Ignore pages that have a 404 status code

SuckIT

SuckIT allows you to recursively visit and download a website's content to your disk.

Features

Vacuums the entirety of a website recursively
Uses multithreading
Writes the website's content to your disk
Enables offline navigation
Offers random delays to avoid IP banning
Saves application state on CTRL-C for later pickup

Options

USAGE:
    suckit [FLAGS] [OPTIONS] <url>

FLAGS:
    -c, --continue-on-error                  Flag to enable or disable exit on error
        --disable-certs-checks               Dissable SSL certificates verification
        --dry-run                            Do everything without saving the files to the disk
    -h, --help                               Prints help information
    -V, --version                            Prints version information
    -v, --verbose                            Enable more information regarding the scraping process
        --visit-filter-is-download-filter    Use the dowload filter in/exclude regexes for visiting as well

OPTIONS:
    -a, --auth <auth>...
            HTTP basic authentication credentials space-separated as "username password host". Can be repeated for
            multiple credentials as "u1 p1 h1 u2 p2 h2"
        --cookie <cookie>
            Cookie to send with each request, format: key1=value1;key2=value2 [default: ]

        --delay <delay>
            Add a delay in seconds between downloads to reduce the likelihood of getting banned [default: 0]

    -d, --depth <depth>
            Maximum recursion depth to reach when visiting. Default is -1 (infinity) [default: -1]

    -e, --exclude-download <exclude-download>
            Regex filter to exclude saving pages that match this expression [default: $^]

        --exclude-visit <exclude-visit>
            Regex filter to exclude visiting pages that match this expression [default: $^]

        --ext-depth <ext-depth>
            Maximum recursion depth to reach when visiting external domains. Default is 0. -1 means infinity [default:
            0]
    -i, --include-download <include-download>
            Regex filter to limit to only saving pages that match this expression [default: .*]

        --include-visit <include-visit>
            Regex filter to limit to only visiting pages that match this expression [default: .*]

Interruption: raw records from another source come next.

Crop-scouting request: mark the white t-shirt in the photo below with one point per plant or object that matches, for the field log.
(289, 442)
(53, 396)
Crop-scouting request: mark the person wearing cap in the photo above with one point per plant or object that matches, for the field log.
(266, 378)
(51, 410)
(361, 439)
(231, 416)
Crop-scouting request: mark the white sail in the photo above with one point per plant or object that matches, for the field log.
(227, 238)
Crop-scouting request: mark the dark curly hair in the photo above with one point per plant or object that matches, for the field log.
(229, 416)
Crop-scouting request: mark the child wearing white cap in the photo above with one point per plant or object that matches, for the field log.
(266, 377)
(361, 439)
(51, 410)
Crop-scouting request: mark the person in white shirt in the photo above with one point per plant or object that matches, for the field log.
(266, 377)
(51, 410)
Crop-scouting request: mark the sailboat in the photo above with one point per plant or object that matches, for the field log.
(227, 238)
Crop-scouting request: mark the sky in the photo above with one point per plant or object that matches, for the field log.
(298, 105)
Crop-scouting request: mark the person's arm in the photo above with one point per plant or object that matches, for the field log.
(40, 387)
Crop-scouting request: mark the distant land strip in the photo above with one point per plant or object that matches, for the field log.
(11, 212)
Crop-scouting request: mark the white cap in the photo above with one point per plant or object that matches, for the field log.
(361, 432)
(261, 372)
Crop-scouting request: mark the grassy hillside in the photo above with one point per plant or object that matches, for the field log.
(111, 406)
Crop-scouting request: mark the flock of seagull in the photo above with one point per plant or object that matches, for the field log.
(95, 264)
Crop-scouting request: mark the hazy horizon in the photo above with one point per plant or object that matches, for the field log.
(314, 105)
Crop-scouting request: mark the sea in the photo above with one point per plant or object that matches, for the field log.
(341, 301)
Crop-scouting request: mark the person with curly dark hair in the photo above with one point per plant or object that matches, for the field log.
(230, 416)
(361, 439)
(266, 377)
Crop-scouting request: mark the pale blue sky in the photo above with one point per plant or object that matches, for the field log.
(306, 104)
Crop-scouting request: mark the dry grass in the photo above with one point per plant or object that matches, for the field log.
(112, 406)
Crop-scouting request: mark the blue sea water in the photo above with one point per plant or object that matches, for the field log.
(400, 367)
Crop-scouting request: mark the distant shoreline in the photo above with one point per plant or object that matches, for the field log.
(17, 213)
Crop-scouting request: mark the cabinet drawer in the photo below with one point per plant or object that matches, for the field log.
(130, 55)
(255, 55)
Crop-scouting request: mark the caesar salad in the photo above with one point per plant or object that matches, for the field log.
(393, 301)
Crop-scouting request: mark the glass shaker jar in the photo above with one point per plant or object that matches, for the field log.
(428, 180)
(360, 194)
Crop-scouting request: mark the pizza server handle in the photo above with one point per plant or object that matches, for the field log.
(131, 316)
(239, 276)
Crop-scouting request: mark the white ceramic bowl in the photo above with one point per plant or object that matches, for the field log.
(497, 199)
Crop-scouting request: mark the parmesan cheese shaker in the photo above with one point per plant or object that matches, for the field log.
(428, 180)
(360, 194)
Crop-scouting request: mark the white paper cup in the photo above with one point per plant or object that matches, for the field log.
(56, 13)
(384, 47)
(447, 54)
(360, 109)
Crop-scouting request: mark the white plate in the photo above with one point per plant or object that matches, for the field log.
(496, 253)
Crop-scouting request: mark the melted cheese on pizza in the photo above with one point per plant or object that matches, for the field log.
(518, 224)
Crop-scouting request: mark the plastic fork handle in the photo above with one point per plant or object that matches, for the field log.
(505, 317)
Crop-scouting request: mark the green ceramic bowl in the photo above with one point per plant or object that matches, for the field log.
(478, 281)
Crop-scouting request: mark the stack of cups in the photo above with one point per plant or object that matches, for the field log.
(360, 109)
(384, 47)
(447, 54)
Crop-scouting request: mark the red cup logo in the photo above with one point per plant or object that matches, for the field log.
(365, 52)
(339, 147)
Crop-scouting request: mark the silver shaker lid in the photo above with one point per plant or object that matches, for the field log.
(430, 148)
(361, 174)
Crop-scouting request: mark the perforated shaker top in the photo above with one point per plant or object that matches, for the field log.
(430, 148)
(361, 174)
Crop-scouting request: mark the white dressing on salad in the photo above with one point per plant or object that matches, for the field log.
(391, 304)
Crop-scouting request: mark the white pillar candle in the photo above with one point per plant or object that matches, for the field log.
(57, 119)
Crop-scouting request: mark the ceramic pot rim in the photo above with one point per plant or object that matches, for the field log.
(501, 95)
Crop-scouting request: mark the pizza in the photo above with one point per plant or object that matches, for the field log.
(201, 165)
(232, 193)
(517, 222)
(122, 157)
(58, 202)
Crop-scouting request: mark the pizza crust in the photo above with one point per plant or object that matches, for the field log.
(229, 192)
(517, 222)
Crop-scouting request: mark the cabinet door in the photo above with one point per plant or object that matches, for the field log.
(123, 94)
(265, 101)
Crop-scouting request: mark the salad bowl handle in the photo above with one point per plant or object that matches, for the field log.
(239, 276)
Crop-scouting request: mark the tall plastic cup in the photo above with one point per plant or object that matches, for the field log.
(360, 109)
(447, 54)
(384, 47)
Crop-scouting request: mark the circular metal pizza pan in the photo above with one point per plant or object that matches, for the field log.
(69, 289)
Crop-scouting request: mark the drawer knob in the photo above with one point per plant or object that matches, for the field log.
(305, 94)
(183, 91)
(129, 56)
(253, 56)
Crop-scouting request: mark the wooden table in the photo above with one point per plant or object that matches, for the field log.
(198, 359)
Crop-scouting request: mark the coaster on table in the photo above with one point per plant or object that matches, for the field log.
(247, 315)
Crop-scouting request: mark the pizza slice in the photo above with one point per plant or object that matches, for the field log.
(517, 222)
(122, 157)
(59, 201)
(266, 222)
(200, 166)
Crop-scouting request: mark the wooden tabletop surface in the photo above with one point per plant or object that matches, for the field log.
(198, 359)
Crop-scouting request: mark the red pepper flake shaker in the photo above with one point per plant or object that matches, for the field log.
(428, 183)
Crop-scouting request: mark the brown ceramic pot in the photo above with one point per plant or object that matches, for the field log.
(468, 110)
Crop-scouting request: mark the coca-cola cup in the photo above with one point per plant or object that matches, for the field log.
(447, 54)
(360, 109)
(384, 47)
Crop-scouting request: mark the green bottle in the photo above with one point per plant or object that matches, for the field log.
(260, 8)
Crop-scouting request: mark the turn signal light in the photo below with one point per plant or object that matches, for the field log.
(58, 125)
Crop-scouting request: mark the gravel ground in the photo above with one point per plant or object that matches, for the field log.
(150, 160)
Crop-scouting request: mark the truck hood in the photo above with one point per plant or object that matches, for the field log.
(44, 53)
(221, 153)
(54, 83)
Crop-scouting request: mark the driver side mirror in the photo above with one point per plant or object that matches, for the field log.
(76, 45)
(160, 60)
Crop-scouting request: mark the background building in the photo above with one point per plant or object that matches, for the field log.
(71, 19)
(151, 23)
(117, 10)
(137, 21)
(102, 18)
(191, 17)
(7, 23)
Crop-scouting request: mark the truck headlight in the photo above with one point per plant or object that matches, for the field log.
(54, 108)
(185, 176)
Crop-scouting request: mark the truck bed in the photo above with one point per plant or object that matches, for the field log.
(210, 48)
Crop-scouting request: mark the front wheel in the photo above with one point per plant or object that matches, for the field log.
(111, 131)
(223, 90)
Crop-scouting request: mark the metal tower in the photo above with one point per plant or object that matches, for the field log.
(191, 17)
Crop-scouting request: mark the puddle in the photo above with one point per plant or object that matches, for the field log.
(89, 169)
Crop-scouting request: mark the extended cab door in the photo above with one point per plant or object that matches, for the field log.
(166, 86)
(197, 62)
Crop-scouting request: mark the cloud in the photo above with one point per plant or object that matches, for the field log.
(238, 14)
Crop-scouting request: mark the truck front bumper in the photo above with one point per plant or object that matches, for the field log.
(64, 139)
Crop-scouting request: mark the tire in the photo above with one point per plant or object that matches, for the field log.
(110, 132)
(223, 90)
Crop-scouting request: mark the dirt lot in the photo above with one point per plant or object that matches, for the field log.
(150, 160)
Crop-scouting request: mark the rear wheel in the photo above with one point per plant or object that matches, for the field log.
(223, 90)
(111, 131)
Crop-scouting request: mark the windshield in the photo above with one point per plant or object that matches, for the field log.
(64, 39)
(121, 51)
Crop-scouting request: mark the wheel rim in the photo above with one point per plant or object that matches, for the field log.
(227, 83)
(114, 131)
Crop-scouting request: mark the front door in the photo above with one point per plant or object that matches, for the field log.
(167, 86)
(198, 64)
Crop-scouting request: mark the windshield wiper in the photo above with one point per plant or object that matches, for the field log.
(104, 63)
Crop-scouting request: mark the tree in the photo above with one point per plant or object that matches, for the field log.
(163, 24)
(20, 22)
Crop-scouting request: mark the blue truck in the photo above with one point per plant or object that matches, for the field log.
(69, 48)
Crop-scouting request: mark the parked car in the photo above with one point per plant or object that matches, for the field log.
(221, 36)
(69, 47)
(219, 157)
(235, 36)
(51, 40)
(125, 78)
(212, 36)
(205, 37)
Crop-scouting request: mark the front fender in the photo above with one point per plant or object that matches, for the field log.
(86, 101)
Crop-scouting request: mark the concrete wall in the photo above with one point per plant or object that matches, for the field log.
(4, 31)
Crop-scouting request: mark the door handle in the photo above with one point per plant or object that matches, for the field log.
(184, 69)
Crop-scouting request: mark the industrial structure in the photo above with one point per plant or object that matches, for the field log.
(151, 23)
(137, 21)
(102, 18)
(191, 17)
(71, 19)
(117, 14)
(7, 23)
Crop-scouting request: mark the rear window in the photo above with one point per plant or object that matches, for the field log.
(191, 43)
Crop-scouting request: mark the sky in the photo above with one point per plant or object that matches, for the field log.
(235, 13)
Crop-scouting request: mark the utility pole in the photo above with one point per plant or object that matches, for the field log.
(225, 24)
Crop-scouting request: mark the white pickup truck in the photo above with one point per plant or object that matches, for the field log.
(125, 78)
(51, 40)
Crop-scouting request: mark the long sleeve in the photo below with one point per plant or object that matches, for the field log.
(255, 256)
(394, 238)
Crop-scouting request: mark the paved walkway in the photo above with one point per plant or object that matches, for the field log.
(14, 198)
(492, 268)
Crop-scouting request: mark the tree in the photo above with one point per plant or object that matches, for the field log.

    -j, --jobs <jobs>                            Maximum number of threads to use concurrently [default: 1]
    -o, --output <output>                        Output directory
        --random-range <random-range>
            Generate an extra random delay between downloads, from 0 to this number. This is added to the base delay
            seconds [default: 0]
    -t, --tries <tries>                          Maximum amount of retries on download failure [default: 20]
    -u, --user-agent <user-agent>                User agent to be used for sending requests [default: suckit]

ARGS:
    <url>    Entry point of the scraping

Example

A common use case could be the following:

suckit http://books.toscrape.com -j 8 -o /path/to/downloaded/pages/

Installation

As of right now, SuckIT does not work on Windows.

To install it, you need to have Rust installed.

Check out this link for instructions on how to install Rust.
If you just want to install the suckit executable, you can simply run cargo install --git https://github.com/skallwar/suckit
Now, run it from anywhere with the suckit command.